Red Pandas are adorable creatures that are loved by many, but it’s hard to tell what they actually are. They look like a mix of a raccoon, fox, and bear, but they’re slightly larger than a cat. Their trademark brick-red fur, white faces, and large, pointed, furry ears often delight anyone who sees them. Native to the Eastern Himalayas and Southwestern China, Red Pandas have become endangered due to poaching for their fur, the illegal pet trade, and the loss of their natural forest habitat.
“Ponya” is a Nepali word that is believed to be the origin of “Panda,” or bamboo eater. While both Red Pandas and Giant Pandas eat bamboo, the Red Panda is in a family all by themselves (Ailuridae) and is not closely related to the Giant Panda at all. They’re more closely related to skunks, weasels, and raccoons.
Red Pandas are truly unique and completely adorable, so naturally, people have wondered if they can be kept as pets. Unfortunately, black market smugglers have led to the decline of this beautiful animal’s population. Purchasing a Red Panda is illegal, and this species is protected by law in their natural habitat. We do not suggest ever keeping a Red Panda as a pet, for all of these reasons and more.
Why You Should Not Keep a Red Panda as a Pet
Videos on social media sometimes show wild animals being kept in captivity, as pets or otherwise, making people wonder why they can’t have one of these animals too. The origins of these videos aren’t always clear. Sometimes, the animals are obtained illegally or have been captured from the wild. Other times, what you’re seeing is actually a rescue or wildlife sanctuary, where the animals cannot be released back to the wild and survive on their own. If you see a video of a Red Panda in captivity, it can seem like this animal would make a wonderful pet. This is simply not true.

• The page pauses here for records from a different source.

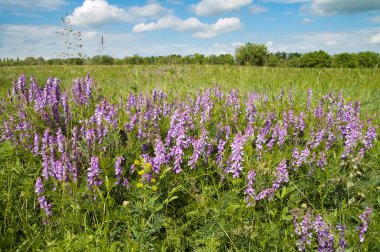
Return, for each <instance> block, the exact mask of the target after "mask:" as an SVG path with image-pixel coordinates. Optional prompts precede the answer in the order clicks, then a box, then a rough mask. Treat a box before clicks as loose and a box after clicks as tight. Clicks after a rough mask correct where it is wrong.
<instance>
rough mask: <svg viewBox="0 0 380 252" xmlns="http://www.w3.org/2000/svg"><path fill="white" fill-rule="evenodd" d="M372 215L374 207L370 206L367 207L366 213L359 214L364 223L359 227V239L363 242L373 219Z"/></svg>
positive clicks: (363, 241)
mask: <svg viewBox="0 0 380 252" xmlns="http://www.w3.org/2000/svg"><path fill="white" fill-rule="evenodd" d="M371 216H372V209H371V208H370V207H367V208H366V209H365V211H364V213H362V214H360V215H359V218H360V220H361V221H362V224H361V225H360V227H359V241H360V242H361V243H363V242H364V234H365V233H366V232H367V229H368V224H369V221H370V220H371Z"/></svg>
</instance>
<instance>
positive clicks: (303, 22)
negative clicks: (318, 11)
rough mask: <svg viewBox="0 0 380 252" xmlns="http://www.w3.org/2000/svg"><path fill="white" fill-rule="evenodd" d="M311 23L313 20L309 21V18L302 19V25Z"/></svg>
mask: <svg viewBox="0 0 380 252" xmlns="http://www.w3.org/2000/svg"><path fill="white" fill-rule="evenodd" d="M311 22H313V20H311V19H310V18H304V19H303V20H302V23H304V24H310V23H311Z"/></svg>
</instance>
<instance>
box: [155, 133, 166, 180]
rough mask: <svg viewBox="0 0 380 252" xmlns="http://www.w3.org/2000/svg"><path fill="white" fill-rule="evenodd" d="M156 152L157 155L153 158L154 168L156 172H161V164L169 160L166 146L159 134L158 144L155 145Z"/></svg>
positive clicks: (163, 163) (155, 172)
mask: <svg viewBox="0 0 380 252" xmlns="http://www.w3.org/2000/svg"><path fill="white" fill-rule="evenodd" d="M154 154H155V157H154V158H153V162H152V169H153V171H154V172H155V173H159V172H160V168H161V165H163V164H165V163H166V161H167V160H166V150H165V146H164V144H163V142H162V140H161V138H160V137H159V136H158V137H157V138H156V144H155V146H154Z"/></svg>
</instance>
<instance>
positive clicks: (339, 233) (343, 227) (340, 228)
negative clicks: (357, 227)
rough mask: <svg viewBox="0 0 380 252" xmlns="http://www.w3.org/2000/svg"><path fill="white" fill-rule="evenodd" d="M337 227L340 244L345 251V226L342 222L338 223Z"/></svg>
mask: <svg viewBox="0 0 380 252" xmlns="http://www.w3.org/2000/svg"><path fill="white" fill-rule="evenodd" d="M336 229H337V230H338V231H339V246H340V247H341V248H342V250H343V251H344V248H345V247H346V245H347V243H346V240H345V239H344V236H345V227H344V226H343V225H341V224H338V225H337V226H336Z"/></svg>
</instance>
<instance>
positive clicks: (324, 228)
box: [314, 214, 334, 251]
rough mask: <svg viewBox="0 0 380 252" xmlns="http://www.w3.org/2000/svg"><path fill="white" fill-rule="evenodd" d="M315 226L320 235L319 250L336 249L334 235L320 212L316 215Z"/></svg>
mask: <svg viewBox="0 0 380 252" xmlns="http://www.w3.org/2000/svg"><path fill="white" fill-rule="evenodd" d="M314 228H315V231H316V232H317V235H318V251H334V235H333V234H332V233H330V230H329V226H328V225H327V224H326V223H325V222H324V221H323V219H322V216H321V215H320V214H318V215H317V217H315V220H314Z"/></svg>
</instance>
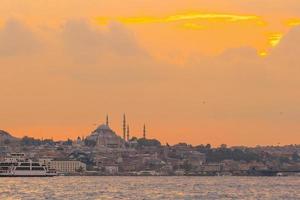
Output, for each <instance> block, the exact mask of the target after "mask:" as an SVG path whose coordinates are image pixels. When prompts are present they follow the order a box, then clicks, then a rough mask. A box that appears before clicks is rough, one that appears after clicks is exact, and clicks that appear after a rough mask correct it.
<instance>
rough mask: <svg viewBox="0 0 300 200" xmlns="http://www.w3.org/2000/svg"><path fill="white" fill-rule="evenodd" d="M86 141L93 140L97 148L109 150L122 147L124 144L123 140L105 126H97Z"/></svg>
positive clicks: (110, 129) (88, 137)
mask: <svg viewBox="0 0 300 200" xmlns="http://www.w3.org/2000/svg"><path fill="white" fill-rule="evenodd" d="M87 139H88V140H94V141H95V142H96V144H97V146H105V147H109V148H117V147H122V146H123V144H124V141H123V139H122V138H121V137H120V136H118V135H117V134H116V133H115V132H114V131H113V130H112V129H111V128H110V127H109V126H108V125H107V124H102V125H100V126H98V127H97V128H96V129H95V130H94V131H93V132H92V133H91V135H90V136H88V137H87Z"/></svg>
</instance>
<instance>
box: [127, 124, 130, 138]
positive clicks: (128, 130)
mask: <svg viewBox="0 0 300 200" xmlns="http://www.w3.org/2000/svg"><path fill="white" fill-rule="evenodd" d="M129 139H130V137H129V125H128V124H127V141H129Z"/></svg>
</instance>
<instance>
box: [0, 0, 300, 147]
mask: <svg viewBox="0 0 300 200" xmlns="http://www.w3.org/2000/svg"><path fill="white" fill-rule="evenodd" d="M0 3H1V7H0V80H1V82H2V84H0V91H1V94H2V95H1V100H0V121H1V124H0V129H1V130H2V129H3V130H5V131H8V132H9V133H11V134H13V135H14V136H18V137H22V136H25V135H28V136H32V137H36V138H51V137H53V138H54V139H66V138H76V137H77V136H82V135H88V134H89V133H90V132H91V131H92V130H93V129H94V128H95V126H94V124H97V125H98V124H102V123H104V124H105V121H106V120H105V116H106V114H108V115H109V116H110V126H111V127H113V129H114V130H115V131H116V132H117V133H118V134H120V135H121V136H122V137H123V134H124V132H123V131H124V130H123V125H122V114H123V113H126V115H127V117H128V118H127V120H126V121H127V123H126V124H125V126H126V127H127V125H128V124H129V125H130V135H131V136H134V135H136V134H137V135H138V136H142V134H143V125H144V124H146V125H147V133H149V137H150V138H157V139H158V140H160V141H161V142H162V143H166V142H168V143H170V144H176V143H178V142H187V143H191V144H207V143H210V144H213V145H214V146H218V145H220V144H223V143H225V144H228V145H230V146H234V145H247V146H256V145H277V144H279V143H280V144H282V145H285V144H293V143H295V141H300V134H299V132H300V125H299V124H300V123H299V122H300V121H299V120H300V118H299V116H300V110H299V108H298V107H299V103H300V102H299V99H300V96H299V94H298V93H299V92H298V90H299V86H300V79H299V77H298V73H299V66H300V59H299V55H300V47H299V44H300V4H299V2H298V1H297V0H285V1H283V0H278V1H275V2H274V1H272V0H253V1H251V3H250V2H245V1H241V0H234V1H230V2H228V1H227V0H220V1H218V4H216V3H214V2H212V1H209V0H200V1H196V0H187V1H184V2H183V1H179V0H172V1H170V0H167V1H163V2H158V1H155V0H149V1H143V2H142V1H139V0H124V1H122V2H121V3H120V2H119V1H116V0H103V1H97V0H91V1H89V2H84V1H70V0H61V1H59V2H56V1H35V0H27V1H26V2H23V3H22V2H20V1H18V0H0ZM102 118H103V119H102ZM126 127H125V128H126Z"/></svg>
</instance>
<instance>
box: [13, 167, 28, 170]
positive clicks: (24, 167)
mask: <svg viewBox="0 0 300 200" xmlns="http://www.w3.org/2000/svg"><path fill="white" fill-rule="evenodd" d="M16 170H30V167H16Z"/></svg>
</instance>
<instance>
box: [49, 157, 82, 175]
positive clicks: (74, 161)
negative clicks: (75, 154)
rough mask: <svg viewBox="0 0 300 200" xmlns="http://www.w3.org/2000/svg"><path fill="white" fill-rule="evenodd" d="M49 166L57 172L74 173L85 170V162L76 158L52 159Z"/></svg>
mask: <svg viewBox="0 0 300 200" xmlns="http://www.w3.org/2000/svg"><path fill="white" fill-rule="evenodd" d="M50 168H51V169H55V170H56V171H57V172H64V173H74V172H78V171H86V164H85V163H83V162H80V161H77V160H52V161H51V162H50Z"/></svg>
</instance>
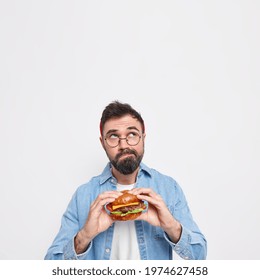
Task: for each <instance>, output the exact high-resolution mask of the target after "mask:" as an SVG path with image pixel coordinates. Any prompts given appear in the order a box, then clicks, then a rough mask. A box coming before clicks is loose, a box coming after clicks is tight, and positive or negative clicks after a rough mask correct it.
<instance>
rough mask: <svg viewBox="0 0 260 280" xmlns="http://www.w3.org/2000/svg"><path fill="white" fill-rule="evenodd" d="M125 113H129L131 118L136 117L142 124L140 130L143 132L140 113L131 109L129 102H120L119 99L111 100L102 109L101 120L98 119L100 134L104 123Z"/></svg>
mask: <svg viewBox="0 0 260 280" xmlns="http://www.w3.org/2000/svg"><path fill="white" fill-rule="evenodd" d="M125 115H131V116H132V117H133V118H135V119H137V120H138V121H139V122H140V123H141V126H142V130H143V132H144V130H145V129H144V120H143V119H142V117H141V115H140V114H139V113H138V112H137V111H136V110H135V109H133V108H132V107H131V106H130V105H129V104H127V103H121V102H119V101H113V102H111V103H110V104H108V105H107V106H106V108H105V109H104V111H103V113H102V116H101V120H100V133H101V135H102V132H103V127H104V125H105V123H106V122H107V121H108V120H110V119H112V118H120V117H123V116H125Z"/></svg>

Aside from being illegal and something that we never suggest or support, keeping a Red Panda as a pet is detrimental to their health. Even the most rambunctious dog or cat is nothing like having a Red Panda in your home. Made for the outdoors, these animals have long claws to help them climb trees. These claws stay sharp, so you and your home are at risk for major damage. These animals also possess an anal gland that releases a horrible smell whenever they’re upset or feel threatened. This smell is not a pleasant one. They use the same scent to “mark” their territory. If you force that territory to be your home, the Red Panda is going to do what they know to do, whether it’s on trees in the wild or your couch.
Caging this animal doesn’t solve the problem. The Red Panda needs quite a bit of room in an enclosure for climbing and foraging. If they become agitated from being confined to a space that’s too small, that will still cause them to release their trademark scent. Red Pandas are also known to be “escape artists.” The last thing that you’d want is to be chasing a wild animal through your house as they’re expressing their anal glands in dismay.

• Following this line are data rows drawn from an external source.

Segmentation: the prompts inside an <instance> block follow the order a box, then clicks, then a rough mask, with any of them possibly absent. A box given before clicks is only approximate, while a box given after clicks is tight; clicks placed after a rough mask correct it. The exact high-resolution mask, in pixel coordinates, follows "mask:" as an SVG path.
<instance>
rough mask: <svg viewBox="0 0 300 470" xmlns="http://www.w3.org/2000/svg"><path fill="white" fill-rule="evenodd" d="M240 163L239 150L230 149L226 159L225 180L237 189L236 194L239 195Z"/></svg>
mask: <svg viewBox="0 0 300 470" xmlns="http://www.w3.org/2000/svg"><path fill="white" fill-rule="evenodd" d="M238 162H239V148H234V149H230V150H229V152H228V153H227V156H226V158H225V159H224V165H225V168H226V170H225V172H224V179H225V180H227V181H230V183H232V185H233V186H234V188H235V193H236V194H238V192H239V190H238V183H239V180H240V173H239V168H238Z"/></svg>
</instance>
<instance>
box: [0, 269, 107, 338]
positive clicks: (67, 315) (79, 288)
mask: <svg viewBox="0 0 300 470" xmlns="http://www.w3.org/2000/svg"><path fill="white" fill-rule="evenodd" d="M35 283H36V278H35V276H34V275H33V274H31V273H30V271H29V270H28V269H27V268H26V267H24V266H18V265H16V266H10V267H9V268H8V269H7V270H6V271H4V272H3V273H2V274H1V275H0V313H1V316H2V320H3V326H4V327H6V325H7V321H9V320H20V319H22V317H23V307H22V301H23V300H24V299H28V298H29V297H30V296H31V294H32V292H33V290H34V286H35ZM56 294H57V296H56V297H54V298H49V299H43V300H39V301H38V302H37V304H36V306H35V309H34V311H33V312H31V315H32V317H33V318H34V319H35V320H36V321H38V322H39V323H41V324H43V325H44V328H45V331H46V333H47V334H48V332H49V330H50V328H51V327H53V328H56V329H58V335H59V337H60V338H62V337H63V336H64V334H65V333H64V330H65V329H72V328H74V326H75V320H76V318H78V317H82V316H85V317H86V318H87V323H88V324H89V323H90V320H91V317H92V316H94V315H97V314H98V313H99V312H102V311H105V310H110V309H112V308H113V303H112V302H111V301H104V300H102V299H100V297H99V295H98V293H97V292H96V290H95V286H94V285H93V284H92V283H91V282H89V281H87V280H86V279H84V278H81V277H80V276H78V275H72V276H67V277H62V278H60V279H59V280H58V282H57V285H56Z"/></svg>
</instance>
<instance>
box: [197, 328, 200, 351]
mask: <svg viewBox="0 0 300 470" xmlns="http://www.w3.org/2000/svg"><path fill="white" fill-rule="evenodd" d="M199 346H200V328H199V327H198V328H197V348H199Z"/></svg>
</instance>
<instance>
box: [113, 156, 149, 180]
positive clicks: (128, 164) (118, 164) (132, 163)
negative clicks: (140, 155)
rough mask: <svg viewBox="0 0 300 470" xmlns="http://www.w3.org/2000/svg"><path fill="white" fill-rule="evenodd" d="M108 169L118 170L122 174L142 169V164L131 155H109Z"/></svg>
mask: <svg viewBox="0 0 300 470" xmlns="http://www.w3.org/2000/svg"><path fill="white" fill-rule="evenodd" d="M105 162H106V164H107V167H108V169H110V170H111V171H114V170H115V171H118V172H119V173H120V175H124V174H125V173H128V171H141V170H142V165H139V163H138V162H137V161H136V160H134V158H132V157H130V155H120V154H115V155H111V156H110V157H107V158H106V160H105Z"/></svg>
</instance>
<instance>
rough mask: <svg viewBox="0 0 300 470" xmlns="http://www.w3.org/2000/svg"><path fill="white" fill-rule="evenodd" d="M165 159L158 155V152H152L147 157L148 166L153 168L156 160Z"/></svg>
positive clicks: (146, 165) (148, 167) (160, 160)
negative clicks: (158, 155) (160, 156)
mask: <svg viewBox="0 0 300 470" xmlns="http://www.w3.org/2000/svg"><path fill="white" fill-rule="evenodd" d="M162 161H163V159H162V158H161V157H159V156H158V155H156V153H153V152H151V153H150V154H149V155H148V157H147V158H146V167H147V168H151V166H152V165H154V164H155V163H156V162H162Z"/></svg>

The Red Panda’s diet is made up of fresh leaves and bamboo, things that aren’t accessible to them in captivity. It would be nearly impossible for a person to provide the type of diet that this animal needs to be healthy. When Red Pandas are kept in homes, they suffer a great deal. Their coats are too warm for indoor environments. Their natural behaviors, like climbing and foraging, aren’t possible. Their natural lifespan is around 23 years. Their unhappy lives are cut drastically shorter by misery and poor health in captivity.

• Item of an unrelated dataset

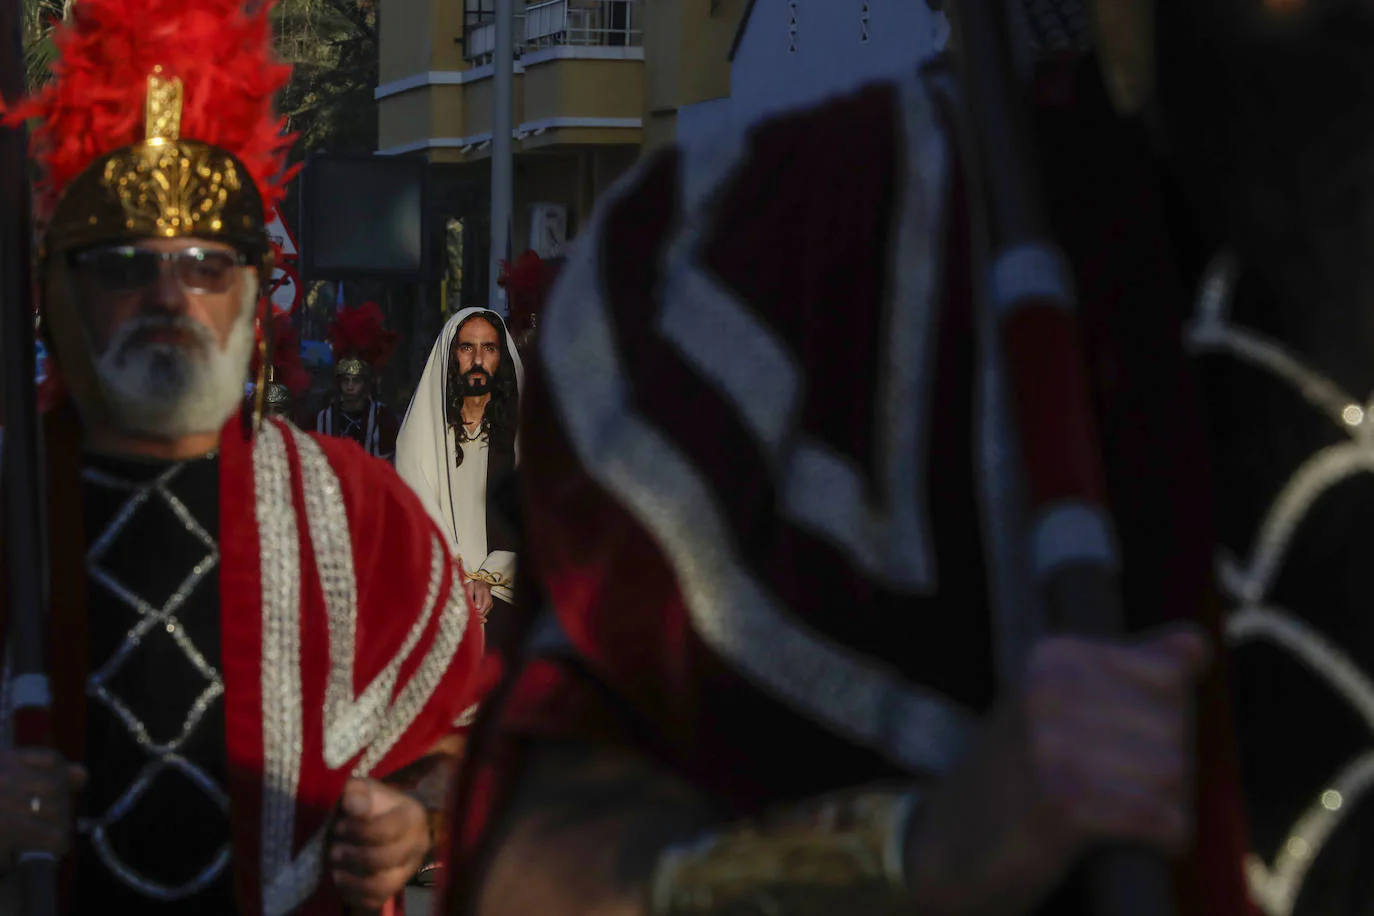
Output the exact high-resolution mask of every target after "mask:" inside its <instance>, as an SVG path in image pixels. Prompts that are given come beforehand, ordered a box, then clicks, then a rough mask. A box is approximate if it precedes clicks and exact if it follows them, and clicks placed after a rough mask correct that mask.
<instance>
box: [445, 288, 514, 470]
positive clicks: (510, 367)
mask: <svg viewBox="0 0 1374 916" xmlns="http://www.w3.org/2000/svg"><path fill="white" fill-rule="evenodd" d="M475 319H482V320H484V321H486V323H488V324H491V325H492V327H493V328H495V330H496V336H497V338H500V342H502V361H500V365H497V367H496V374H495V375H493V376H492V400H491V401H488V402H486V409H485V411H484V412H482V426H481V428H478V431H477V435H475V437H471V438H482V437H486V441H488V442H489V444H491V446H492V448H504V446H506V445H507V444H508V445H511V446H514V444H515V423H517V420H518V417H519V386H518V385H517V382H515V361H514V360H513V358H511V352H510V343H508V342H507V334H506V323H504V321H503V320H502V316H499V314H496V313H495V312H488V310H485V309H484V310H481V312H474V313H471V314H470V316H467V317H466V319H463V323H462V324H459V325H458V328H456V330H455V331H453V339H452V342H451V343H449V350H448V361H449V371H448V372H447V374H445V375H447V378H448V383H447V387H448V390H447V391H445V394H444V401H445V408H447V415H448V424H449V426H451V427H453V431H455V433H456V434H458V441H459V445H462V442H463V441H464V439H467V438H469V435H467V430H466V428H464V427H463V393H464V389H466V386H464V379H463V375H462V374H459V372H456V371H455V368H453V361H455V360H453V345H456V343H458V335H459V334H460V332H462V331H463V328H464V327H467V323H469V321H473V320H475ZM453 463H455V466H456V464H462V463H463V449H462V448H459V449H456V455H455V456H453Z"/></svg>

Naturally solitary animals, Red Pandas spend most of their life alone except for breeding season, when they will seek out potential mates. They are not social creatures. This also applies to humans. The Red Panda doesn’t want the company of other animals and it doesn’t want your company either.
Reasons for Conservation of the Red Panda
The Red Panda is the only animal in their family, “Ailuridae.” This means that if they’re gone, they’re gone forever. There is no other animal like the Red Panda, and the ecological impact of their absence would cause greater problems than just the devastation over the loss of this creature.
Their presence is studied by biologists to determine the health of their habitat. By conserving the Red Panda’s natural habitat, other species also benefit from conservation, such as a variety of different birds and the Himalayan Black Bears. Red Pandas bring balance to the ecosystem. If Red Pandas are extinct, the lives of their natural predators are in danger too. In addition, Red Pandas feed on fresh bamboo. If they weren’t around to naturally control the bamboo plants, the forests would be overrun with it. This could affect the ability of other important plants in the forest to grow.
It can be a natural reaction upon seeing a Red Panda to say, “I want one!” They’re approximately the size of a domestic housecat, and you might think that they’d make a fun, exotic pet. However, the Red Panda is wild and does not make a good pet. They don’t want to be pets either. Endangered already because of poachers and black market smugglers, these animals are being conserved and protected by the law in their natural habitat. By keeping this animal as a pet, you’d also be breaking the law. It’s illegal to possess a Red Panda. It’s best to leave these remarkable creatures in their natural habitat to eat bamboo and climb trees by themselves all day. By saving this species, we can also help save others and their natural habitats.